You are viewing a plain text version of this content. The canonical link for it is here.
Posted to user@spark.apache.org by Anupam Bagchi <an...@rocketmail.com> on 2015/07/12 08:44:28 UTC
Moving average using Spark and Scala

I have to do the following tasks on a dataset using Apache Spark with Scala as the programming language:

Read the dataset from HDFS. A few sample lines look like this:
deviceid,bytes,eventdate
15590657,246620,20150630
14066921,1907,20150621
14066921,1906,20150626
6522013,2349,20150626
6522013,2525,20150613
Group the data by device id. Thus we now have a map of deviceid => (bytes,eventdate)

For each device, sort the set by eventdate. We now have an ordered set of bytes based on eventdate for each device.

Pick the last 30 days of bytes from this ordered set.

Find the moving average of bytes for the last date using a time period of 30.

Find the standard deviation of the bytes for the final date using a time period of 30.

Return two values in the result (mean - kstddev) and (mean + kstddev) [Assume k = 3]

I am using Apache Spark 1.3.0. The actual dataset is wider, and it has to run on a billion rows finally.

Here is the data structure for the dataset.

package com.testing
case class DeviceAggregates (
                        device_id: Integer,
                        bytes: Long,
                        eventdate: Integer
                   ) extends Ordered[DailyDeviceAggregates] {
  def compare(that: DailyDeviceAggregates): Int = {
    eventdate - that.eventdate
  }
}
object DeviceAggregates {
  def parseLogLine(logline: String): DailyDeviceAggregates = {
    val c = logline.split(",")
    DailyDeviceAggregates(c(0).toInt, c(1).toLong, c(2).toInt)
  }
}
The DeviceAnalyzer class looks like this:

I have a very crude implementation that does the job, but it is not up to the mark.

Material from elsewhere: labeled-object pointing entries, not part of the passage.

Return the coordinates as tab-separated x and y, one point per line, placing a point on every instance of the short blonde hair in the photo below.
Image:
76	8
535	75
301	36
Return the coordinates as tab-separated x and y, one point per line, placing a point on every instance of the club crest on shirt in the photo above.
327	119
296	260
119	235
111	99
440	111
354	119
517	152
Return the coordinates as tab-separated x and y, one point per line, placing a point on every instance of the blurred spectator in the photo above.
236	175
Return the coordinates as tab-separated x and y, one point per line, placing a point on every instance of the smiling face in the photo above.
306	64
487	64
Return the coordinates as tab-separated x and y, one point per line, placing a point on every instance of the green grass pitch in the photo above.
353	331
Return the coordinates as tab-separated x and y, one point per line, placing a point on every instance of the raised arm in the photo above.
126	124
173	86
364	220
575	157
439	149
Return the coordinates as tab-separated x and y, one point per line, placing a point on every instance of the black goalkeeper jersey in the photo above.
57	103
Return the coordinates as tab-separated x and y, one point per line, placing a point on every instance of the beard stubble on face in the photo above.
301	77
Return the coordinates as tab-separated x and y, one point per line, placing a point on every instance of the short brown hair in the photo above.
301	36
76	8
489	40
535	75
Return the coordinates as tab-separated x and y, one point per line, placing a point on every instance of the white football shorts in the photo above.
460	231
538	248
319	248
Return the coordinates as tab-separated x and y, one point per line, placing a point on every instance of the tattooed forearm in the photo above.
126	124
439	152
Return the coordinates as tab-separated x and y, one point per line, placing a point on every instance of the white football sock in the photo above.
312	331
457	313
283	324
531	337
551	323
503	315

Sorry, I am very new to Scala/Spark, so my questions are quite basic. Here is what I have now:

import com.testing.DailyDeviceAggregates
import org.apache.spark.{SparkContext, SparkConf}
import org.apache.spark.mllib.linalg.Vector
import org.apache.spark.mllib.stat.{MultivariateStatisticalSummary, Statistics}
import org.apache.spark.mllib.linalg.{Vector, Vectors}

import scala.util.Sorting

object DeviceAnalyzer {
  def main(args: Array[String]) {
    val sparkConf = new SparkConf().setAppName("Device Analyzer")
    val sc = new SparkContext(sparkConf)

    val logFile = args(0)

    val deviceAggregateLogs = sc.textFile(logFile).map(DailyDeviceAggregates.parseLogLine).cache()

    // Calculate statistics based on bytes
    val deviceIdsMap = deviceAggregateLogs.groupBy(_.device_id)

    deviceIdsMap.foreach(a => {
      val device_id = a._1  // This is the device ID
      val allaggregates = a._2  // This is an array of all device-aggregates for this device

      println(allaggregates)
      Sorting.quickSort(allaggregates.toArray) // Sort the CompactBuffer of DailyDeviceAggregates based on eventdate
      println(allaggregates) // This does not work - results are not sorted !!

      val byteValues = allaggregates.map(dda => dda.bytes.toDouble).toArray 
      val count = byteValues.count(A => true)
      val sum = byteValues.sum
      val xbar = sum / count
      val sum_x_minus_x_bar_square = byteValues.map(x => (x-xbar)*(x-xbar)).sum
      val stddev = math.sqrt(sum_x_minus_x_bar_square / count)

      val vector: Vector = Vectors.dense(byteValues)
      println(vector)
      println(device_id + "," + xbar + "," + stddev)

      //val vector: Vector = Vectors.dense(byteValues)
      //println(vector)
      //val summary: MultivariateStatisticalSummary = Statistics.colStats(vector)
    })

    sc.stop()
  }
}
I would really appreciate if someone can suggests improvements for the following:

The call to Sorting.quicksort is not working. Perhaps I am calling it the wrong way.
I would like to use the Spark mllib class MultivariateStatisticalSummary to calculate the statistical values.
For that I would need to keep all my intermediate values as RDD so that I can directly use the RDD methods to do the job.
At the end I also need to write the results to HDFS for which there is a method provided on the RDD class to do so, which is another reason I would like to retain everything as RDD.

Thanks in advance for your help.

Anupam Bagchi